Le retour de Pierre Bonnard
Vendredi 3 mai 2024Par Stéphane Guégan, historien de l’art
Japoniste obsessionnel, intimiste espiègle, impressionniste tardif, nudiste voluptueux, greffier mélancolique du quotidien et de la fuite du temps…Les tentatives visant à résumer Pierre Bonnard (1867-1947) d’un mot ou d’une formule ont toutes échoué. On croit aussi le grandir en faisant de Matisse et de Mark Rothko, peintres de l’ivresse solaire, ses héritiers directs.
Il y a du vrai dans toutes ces approches, l’erreur est de les opposer ou de réduire cet artiste génial à l’évidente séduction de ses tableaux. Bonnard fut bien plus que l’observateur malicieux ou sensuel des mœurs bourgeoises, cultivant un hédonisme confortable, apte à fidéliser une clientèle vite internationale.
Sans ignorer le charme que lui reconnaissait Renoir, ce livre* fait le pari d’un artiste autrement ambitieux et plus profondément ancré aux deux siècles qui furent les siens. Voilà un peintre, un photographe et très vite un décorateur aux mille prouesses, qui s’élance au temps des attentats anarchistes, devient un des piliers de la Revue blanche, et un acteur de l’Affaire Dreyfus au côté d’Alfred Jarry, avant de se lier à Ambroise Vollard et à la galerie Bernheim-Jeune, et traverser, en triomphe, les folles années 20, le Front populaire et l’Occupation.

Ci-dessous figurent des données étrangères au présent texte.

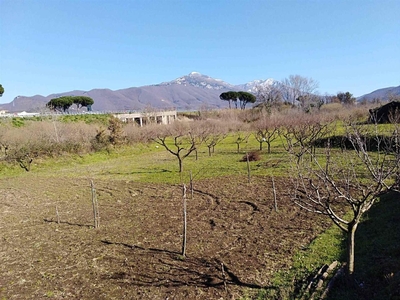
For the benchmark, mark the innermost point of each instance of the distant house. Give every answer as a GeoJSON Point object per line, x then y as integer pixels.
{"type": "Point", "coordinates": [25, 114]}
{"type": "Point", "coordinates": [162, 117]}
{"type": "Point", "coordinates": [387, 113]}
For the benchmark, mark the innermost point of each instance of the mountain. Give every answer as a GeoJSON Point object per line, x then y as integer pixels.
{"type": "Point", "coordinates": [382, 94]}
{"type": "Point", "coordinates": [199, 80]}
{"type": "Point", "coordinates": [190, 92]}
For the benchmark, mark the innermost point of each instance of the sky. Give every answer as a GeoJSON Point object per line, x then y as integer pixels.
{"type": "Point", "coordinates": [55, 46]}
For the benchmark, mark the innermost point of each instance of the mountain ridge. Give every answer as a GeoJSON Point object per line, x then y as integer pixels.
{"type": "Point", "coordinates": [190, 92]}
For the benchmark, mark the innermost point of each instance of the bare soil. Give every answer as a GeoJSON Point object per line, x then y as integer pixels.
{"type": "Point", "coordinates": [236, 241]}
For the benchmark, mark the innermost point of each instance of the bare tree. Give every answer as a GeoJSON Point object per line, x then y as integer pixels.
{"type": "Point", "coordinates": [214, 133]}
{"type": "Point", "coordinates": [334, 181]}
{"type": "Point", "coordinates": [266, 130]}
{"type": "Point", "coordinates": [301, 133]}
{"type": "Point", "coordinates": [296, 86]}
{"type": "Point", "coordinates": [269, 95]}
{"type": "Point", "coordinates": [180, 139]}
{"type": "Point", "coordinates": [241, 137]}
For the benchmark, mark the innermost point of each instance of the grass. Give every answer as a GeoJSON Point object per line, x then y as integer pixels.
{"type": "Point", "coordinates": [378, 236]}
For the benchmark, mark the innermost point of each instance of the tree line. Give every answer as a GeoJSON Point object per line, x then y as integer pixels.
{"type": "Point", "coordinates": [62, 104]}
{"type": "Point", "coordinates": [295, 90]}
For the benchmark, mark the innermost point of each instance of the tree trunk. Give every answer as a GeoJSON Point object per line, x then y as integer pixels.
{"type": "Point", "coordinates": [180, 165]}
{"type": "Point", "coordinates": [350, 246]}
{"type": "Point", "coordinates": [184, 222]}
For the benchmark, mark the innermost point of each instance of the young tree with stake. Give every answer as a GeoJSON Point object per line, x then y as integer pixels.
{"type": "Point", "coordinates": [333, 182]}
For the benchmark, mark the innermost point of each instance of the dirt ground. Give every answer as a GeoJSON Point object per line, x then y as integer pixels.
{"type": "Point", "coordinates": [235, 239]}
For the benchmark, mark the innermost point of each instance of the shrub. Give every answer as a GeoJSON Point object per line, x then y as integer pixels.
{"type": "Point", "coordinates": [253, 156]}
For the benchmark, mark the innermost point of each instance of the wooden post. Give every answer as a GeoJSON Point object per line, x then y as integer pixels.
{"type": "Point", "coordinates": [184, 221]}
{"type": "Point", "coordinates": [191, 184]}
{"type": "Point", "coordinates": [95, 204]}
{"type": "Point", "coordinates": [248, 167]}
{"type": "Point", "coordinates": [58, 215]}
{"type": "Point", "coordinates": [274, 190]}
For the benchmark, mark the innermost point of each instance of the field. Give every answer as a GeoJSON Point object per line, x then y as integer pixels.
{"type": "Point", "coordinates": [241, 243]}
{"type": "Point", "coordinates": [235, 241]}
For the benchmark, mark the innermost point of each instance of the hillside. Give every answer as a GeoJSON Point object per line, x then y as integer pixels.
{"type": "Point", "coordinates": [191, 92]}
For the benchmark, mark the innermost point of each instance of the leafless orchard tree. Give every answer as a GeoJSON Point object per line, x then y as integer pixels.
{"type": "Point", "coordinates": [295, 86]}
{"type": "Point", "coordinates": [265, 130]}
{"type": "Point", "coordinates": [180, 139]}
{"type": "Point", "coordinates": [269, 95]}
{"type": "Point", "coordinates": [301, 131]}
{"type": "Point", "coordinates": [334, 181]}
{"type": "Point", "coordinates": [214, 133]}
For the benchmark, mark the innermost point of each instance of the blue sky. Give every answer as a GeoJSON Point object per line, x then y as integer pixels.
{"type": "Point", "coordinates": [54, 46]}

* Bonnard par Stéphane Guégan-paru le 22 novembre 2023 aux Editions Hazan
L’amandier en fleurs, Bonnard vers 1930
Musée Bonnard domaine public via collection en ligne musée Bonnard
Estampe. Petites scènes familières dimanche matin 1893, Bonnard, domaine public. Musée Bonnard via collection en ligne musée Bonnard
La Loge avant 1947. Bonnard, Musée d’Orsay domaine public via commons wikimedia
Suivre sa carrière, c’est aussi communier avec le bocage normand et les pentes du Cannet se pencher sur ses liens avec le monde politique, observer le flux des commandes, et le cours de ses tableaux. Sa vie elle-même, au-delà des femmes qu’il a tant aimées et si bien glissées dans ses toiles méritait un examen plus approfondi. L’homme et l’œuvre, au terme d’une enquête qui ne les sépare jamais, justifient pleinement la thèse de l’ouvrage : n’en déplaise à Picasso, Bonnard, soucieux de la beauté du monde, fut l’un des grands inventeurs de l’art français.
Stéphane Guégan
Paysage du Cannet, Bonnard, 1923. Musée Bonnard domaine public via collection en ligne musée Bonnard.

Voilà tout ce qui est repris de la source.